Staphylococcus aureus is a major opportunistic human pathogen and a leading cause of bacteraemia, endocarditis, and medical device-related infections. The emergence of multidrug-resistant S. aureus (MRSA) that have developed resistance to several antibiotics is a public health concern. Current treatment is dependent on the efficacy of last line antibiotics like vancomycin. However, MRSA isolates that exhibit intermediate resistance to vancomycin are increasingly detected worldwide and are associated with treatment failure. These vancomycin-intermediate S. aureus (VISA) isolates appear to arise from the acquisition of a disparate series of point mutations that lead to physiological changes including cell wall thickening and increased autolysis.

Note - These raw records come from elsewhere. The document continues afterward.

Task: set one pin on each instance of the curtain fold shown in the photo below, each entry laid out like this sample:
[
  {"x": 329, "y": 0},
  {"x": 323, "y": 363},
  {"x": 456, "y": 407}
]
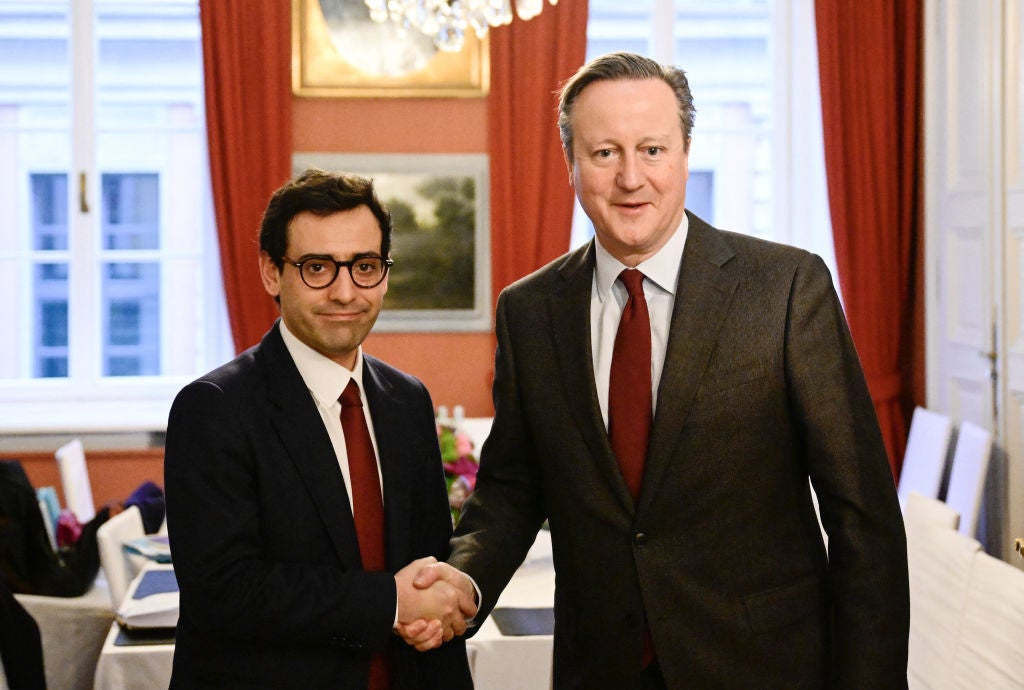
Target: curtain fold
[
  {"x": 870, "y": 66},
  {"x": 247, "y": 70},
  {"x": 530, "y": 198}
]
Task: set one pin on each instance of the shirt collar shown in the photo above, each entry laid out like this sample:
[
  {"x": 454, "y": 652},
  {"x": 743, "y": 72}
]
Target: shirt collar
[
  {"x": 325, "y": 378},
  {"x": 663, "y": 268}
]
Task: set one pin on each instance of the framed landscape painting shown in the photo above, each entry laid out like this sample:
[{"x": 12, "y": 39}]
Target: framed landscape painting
[
  {"x": 440, "y": 279},
  {"x": 338, "y": 50}
]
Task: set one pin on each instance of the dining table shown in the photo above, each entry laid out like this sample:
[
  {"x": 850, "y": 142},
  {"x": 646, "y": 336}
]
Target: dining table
[{"x": 511, "y": 650}]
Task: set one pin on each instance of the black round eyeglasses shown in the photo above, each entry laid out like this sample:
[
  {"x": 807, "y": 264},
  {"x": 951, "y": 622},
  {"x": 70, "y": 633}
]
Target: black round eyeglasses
[{"x": 321, "y": 271}]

Transcriptional profiling has revealed that changes in small RNA (sRNA) expression in S. aureus are correlated with antibiotic treatment and may contribute to the VISA phenotype. However, the function of hundreds of sRNAs in S. aureus are still poorly understood. Here, we used the endoribonuclease RNase III, which processes sRNA-RNA duplexes, as a scaffold to capture sRNA-RNA interactions using a proximity-dependant ligation and sequencing technique termed CLASH. RNase III-CLASH recovered 204 sRNA-RNA interactions in vivo and ontological analyses revealed that these sRNA-mRNA interactions are enriched for functions associated with reproduction, citrate transport, and stress response.
Small RNA interaction networks have been found to contain a proportion of bona fide but ‘non-functional’ RNA-RNA interactions. Discriminating between functional and non-functional RNA-RNA interactions remains a challenge. To identify sRNA-mRNA interactions that post-transcriptionally regulate mRNA expression, we correlated transcript abundance, ribosome occupancy, and protein levels for mRNAs targeted by sRNAs in our CLASH network. We used Self-Organising Maps to cluster genes with similar expression patterns and identified a cluster of genes enriched with mRNAs that are known to be post-transcriptionally repressed by sRNAs. Together, this analysis will provide insight into how sRNA-responsive networks induce changes in S. aureus to adapt to antibiotic stress.